As machine learning is making more decisions for us and are becoming complex, how can we trust machine learning.
The core principles of trust revolve around the following questions:
- Can I trust what I am building?
- Can you trust what I built?
- Can we trust what we are all building?
To answer the above questions, the three important qualities we need to consider are
- Clarity
- Competency
- Alignment
Clarity is the quality of communicating well and being easily understood. It about understanding why are we making a particular decision and whether we are doing it for the right reasons. Clarity can help humans make more informed decisions. We need to be clear about what is the right metric we will consider.
AdvertisementsCompetency is the quality of having sufficient knowledge, judgement, skill or strength for a particular skill. In machine learning, competency is all about evaluation. In the machine learning world, this means we need to test training models more systematically. We have little insight on how the system might behave in the real world based on the training we do offline. So the benchmark dataset and test dataset are at best a weak proxy to what can happen in the real world.

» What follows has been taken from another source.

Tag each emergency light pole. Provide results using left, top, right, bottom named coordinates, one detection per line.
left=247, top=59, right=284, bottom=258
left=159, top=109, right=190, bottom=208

Alignment is the most complex one. It is a state of agreement or co-operation among persons, groups, nations, etc. with a common cause or viewpoint. It’s agreeing on the balance between concerns and trying to answer the question – Does my system have the same cause or viewpoint that I hope to have? – as every choice that you make when you create systems impact people and they have to be aligned. The choice of data is one of the important decision that defines the behavior of the machine learning model. The diversity and coverage of data is important to avoid any biases and perpetuating any stereotype.